Soddisfazione e un sospiro di sollievo anche se momentaneo per gli agricoltori di Cia-Agricoltori Italiani dopo il voto di ieri al Parlamento Europeo. L’assemblea plenaria riunita a Strasburgo ha approvato, infatti, anche se con uno scarto di soli 10 voti l’invio dell’accordo alla Corte di giustizia dell’Unione europea per valutarne la compatibilità con i Trattati dell’Ue. Una decisione che permette di guadagnare tempo e rinviare il voto di ratifica dell’Europarlamento.

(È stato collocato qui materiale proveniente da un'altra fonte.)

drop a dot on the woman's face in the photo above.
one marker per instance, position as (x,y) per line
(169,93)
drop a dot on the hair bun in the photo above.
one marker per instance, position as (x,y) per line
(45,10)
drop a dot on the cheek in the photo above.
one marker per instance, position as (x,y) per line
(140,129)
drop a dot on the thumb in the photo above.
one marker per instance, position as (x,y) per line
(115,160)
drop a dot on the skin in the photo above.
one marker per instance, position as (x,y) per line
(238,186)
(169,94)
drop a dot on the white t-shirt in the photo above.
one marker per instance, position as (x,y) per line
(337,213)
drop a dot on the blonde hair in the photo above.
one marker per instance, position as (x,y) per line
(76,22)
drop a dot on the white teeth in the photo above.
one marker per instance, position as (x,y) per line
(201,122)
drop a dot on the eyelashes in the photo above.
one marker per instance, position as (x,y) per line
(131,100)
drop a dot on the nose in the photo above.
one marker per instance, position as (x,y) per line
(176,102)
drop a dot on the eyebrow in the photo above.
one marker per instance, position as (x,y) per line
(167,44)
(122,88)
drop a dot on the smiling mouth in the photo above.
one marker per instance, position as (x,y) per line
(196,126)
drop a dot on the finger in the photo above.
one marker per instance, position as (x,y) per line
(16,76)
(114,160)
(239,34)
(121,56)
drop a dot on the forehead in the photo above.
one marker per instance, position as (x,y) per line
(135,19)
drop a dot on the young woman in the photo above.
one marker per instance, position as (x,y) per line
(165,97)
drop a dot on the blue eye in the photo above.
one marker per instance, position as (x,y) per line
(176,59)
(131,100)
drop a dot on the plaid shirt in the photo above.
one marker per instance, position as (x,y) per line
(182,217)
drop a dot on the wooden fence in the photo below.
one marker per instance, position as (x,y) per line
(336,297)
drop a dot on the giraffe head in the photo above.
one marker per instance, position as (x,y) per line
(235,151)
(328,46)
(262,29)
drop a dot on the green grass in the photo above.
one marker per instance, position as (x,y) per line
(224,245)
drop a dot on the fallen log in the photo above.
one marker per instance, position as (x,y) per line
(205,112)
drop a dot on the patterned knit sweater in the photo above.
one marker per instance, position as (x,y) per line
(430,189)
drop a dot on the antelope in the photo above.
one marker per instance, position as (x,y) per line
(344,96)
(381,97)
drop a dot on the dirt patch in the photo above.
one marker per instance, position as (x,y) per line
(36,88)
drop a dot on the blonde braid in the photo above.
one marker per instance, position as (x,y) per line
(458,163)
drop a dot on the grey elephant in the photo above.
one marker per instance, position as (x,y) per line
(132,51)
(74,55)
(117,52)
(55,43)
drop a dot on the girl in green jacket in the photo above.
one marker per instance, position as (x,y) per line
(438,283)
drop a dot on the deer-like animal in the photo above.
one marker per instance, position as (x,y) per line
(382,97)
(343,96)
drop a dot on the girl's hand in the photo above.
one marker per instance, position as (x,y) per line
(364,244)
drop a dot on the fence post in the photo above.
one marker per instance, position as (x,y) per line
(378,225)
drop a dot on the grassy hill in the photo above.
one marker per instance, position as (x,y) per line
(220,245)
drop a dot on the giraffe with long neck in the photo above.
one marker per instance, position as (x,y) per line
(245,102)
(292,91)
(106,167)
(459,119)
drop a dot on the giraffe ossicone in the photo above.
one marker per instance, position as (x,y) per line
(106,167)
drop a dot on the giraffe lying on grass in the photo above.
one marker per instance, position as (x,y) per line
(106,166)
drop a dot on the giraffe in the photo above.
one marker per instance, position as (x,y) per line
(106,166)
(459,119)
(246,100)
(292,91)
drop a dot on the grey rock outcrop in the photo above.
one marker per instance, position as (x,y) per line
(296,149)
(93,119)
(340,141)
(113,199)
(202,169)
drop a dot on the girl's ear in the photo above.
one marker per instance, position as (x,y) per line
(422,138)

“Il Parlamento Europeo ha finalmente ascoltato la voce degli agricoltori europei e la nostra manifestazione di ieri a Strasburgo è stata determinante e andrà avanti, nelle forme più opportune, affinché la sospensione della ratifica rappresenti, adesso, un tempo utile per far rispettare le nostre condizioni in questo, come in tutti i futuri negoziati commerciali”. Così il presidente nazionale di Cia-Agricoltori Italiani, Cristiano Fini, rispetto sull’invio dell’accordo direttamente alla Corte di giustizia Ue.
Soddisfazione anche a livello locale, con il presidente di Cia-Agricoltori Italiani Ferrara, Stefano Caldeorni che ha ribadito: “Qualcuno ha detto e scritto che quella di ieri a Strasburgo era una protesta inutile, che i giochi erano già fatti e non sarebbe stato un corteo di trattori a far cambiare idea al Parlamento Europeo. Io credo, invece, che protestare per i propri diritti, per la salvaguardia del lavoro e della saluta di milioni di cittadini rimanga un caposaldo imprescindibile della nostra democrazia e non sia mai inutile. La nostra pressione comunque continuerà, adesso c’è uno spazio importante per far valere le ragioni del settore agricolo che, ribadisco, sono la garanzia di reciprocità sugli standard sanitari e ambientali, che devono essere i medesimi imposti ai produttori e agli allevatori europei. Servono, dunque, clausole di salvaguardia chiare e automatiche perché è evidente che un accordo internazionale di questa portata può esserci solo a parità di regole e condizioni per assicurare cibo sano e di qualità ai nostri cittadini e la tenuta economica delle nostre aziende e dei nostri territori agricoli”.